Bryx Service Outage

Incident Report for Bryx

Postmortem

Summary

On November 20th, a service interruption occurred due to a configuration change during infrastructure maintenance. Below, we outline what happened, the impact, and the steps we are taking to ensure this does not happen again.

What Happened?

  • At approximately 4:00PM EST on November 19th, a configuration change was applied to establish peering for improved security and speed. Network peering allows for communication between machines within an internal network, rather than going out to the wider internet. This increases both speed and security of the system.
  • Around 3:45 AM EST on November 20th, the database cluster elected a new primary instance, which was inadvertently set to a node not reachable within the network due to incomplete route configurations.
  • The routing issue occurred because a provisioning process essential for configuring network routing was not executed.
  • This caused API and service instability as health checks repeatedly failed.
  • The incident was discovered only after a ticket submission, which prolonged downtime.
  • The issue was resolved by 5:50 AM by terminating the peering configuration and reverting to standard network traffic.

Impact

  • Service outage notifications sent from the API failed to reach customers.
  • Station Boards were force signed out and needed to be manually re-paired.
  • PIN-based customer support through the phone system, was disrupted as it relies on APIs affected by the outage.
  • Station Alerting firmware version 4.5.3 restarted itself repeatedly upon recognizing network instability, which caused some missed alerts even with GPIO-based backups in place.

Resolution

  • Upon delayed notification of the service interruption, our team reverted the peering changes and restored connectivity to the existing database clusters.

Root Causes

  1. Configuration Missteps:
* Peering setup was incomplete due to unexecuted infrastructure management scripts.
* Internal DNS resolution relied on the newly elected primary instance, which lacked proper routing.
  1. Monitoring Gaps:
* No alerts were triggered for critical conditions such as 0 traffic or excessive pod restarts.
* HTTP 500 errors were not flagged for immediate action. 1.61 million HTTP 500 errors were returned over the day, with the first spike at 3:37 AM. Had we had sufficient monitoring in place for HTTP 500 spikes, we could have notified ourselves and resolved the issue faster.
  1. Documentation Deficiencies:
* Documentation from the database vendor lacked important details for setting up peering on existing clusters.

Corrective Actions

  • Immediate improvements to monitoring policies are in progress to address alerting gaps.
  • StatusPage visibility is being enhanced for better customer communication.
  • To ensure resilience and prevent future incidents, we are implementing the following changes:
  1. Monitoring Enhancements:
* Improve alerting coverage for HTTP server errors and zero traffic conditions.
* Evaluate monitoring for pod restarts over a set threshold.
  1. Resilience Improvements:
* Explore fault-tolerant architectures for database and API dependencies.
* Evaluate the feasibility of fail-open mechanisms for phone support.
* Investigate Station Boards and correct the bug that resulted in boards signing themselves out in response to this interruption.
* Address the bug with Station Control Unit software to ensure automation rules continue to run in the event of network instability.
  1. Communication Improvements:
* Include StatusPage details in customer onboarding emails and on the company website.
* Set up outbound phone notifications for managers during critical incidents that the team can initiate external from Bryx infrastructure.
  1. Team Training:
* Conduct exercises to improve response to infrastructure failures, including spinning up environments from scratch.

We sincerely apologize for the disruption this caused and are committed to learning from this incident.
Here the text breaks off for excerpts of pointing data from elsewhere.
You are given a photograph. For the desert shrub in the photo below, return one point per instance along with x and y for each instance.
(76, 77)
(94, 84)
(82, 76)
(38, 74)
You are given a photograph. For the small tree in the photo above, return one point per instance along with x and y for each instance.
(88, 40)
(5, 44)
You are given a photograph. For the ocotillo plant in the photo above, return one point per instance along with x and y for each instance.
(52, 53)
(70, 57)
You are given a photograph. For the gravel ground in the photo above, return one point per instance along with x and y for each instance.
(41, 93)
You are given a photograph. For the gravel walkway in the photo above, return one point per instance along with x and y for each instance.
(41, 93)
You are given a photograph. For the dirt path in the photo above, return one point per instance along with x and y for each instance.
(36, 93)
Your trust is critical to us, and we are taking every step necessary to strengthen our platform’s reliability and our response processes.

Posted Nov 26, 2024 - 20:57 UTC

Resolved

This incident has been resolved.
Posted Nov 21, 2024 - 12:22 UTC

Monitoring

All services are functioning. We will continue to monitor this to confirm reliability.
Posted Nov 20, 2024 - 13:26 UTC

Update

We have deployed a fix and are currently monitoring for stability.
Posted Nov 20, 2024 - 11:01 UTC

Update

We are continuing to investigate this issue.
Posted Nov 20, 2024 - 11:00 UTC

Update

We are continuing to investigate this issue.
Posted Nov 20, 2024 - 10:34 UTC

Investigating

We are currently investigating a partial outage affecting all Bryx services.
Posted Nov 20, 2024 - 10:14 UTC
This incident affected: Websites, API, Geocoder, Parser, Ingest Email, and SNPP Service.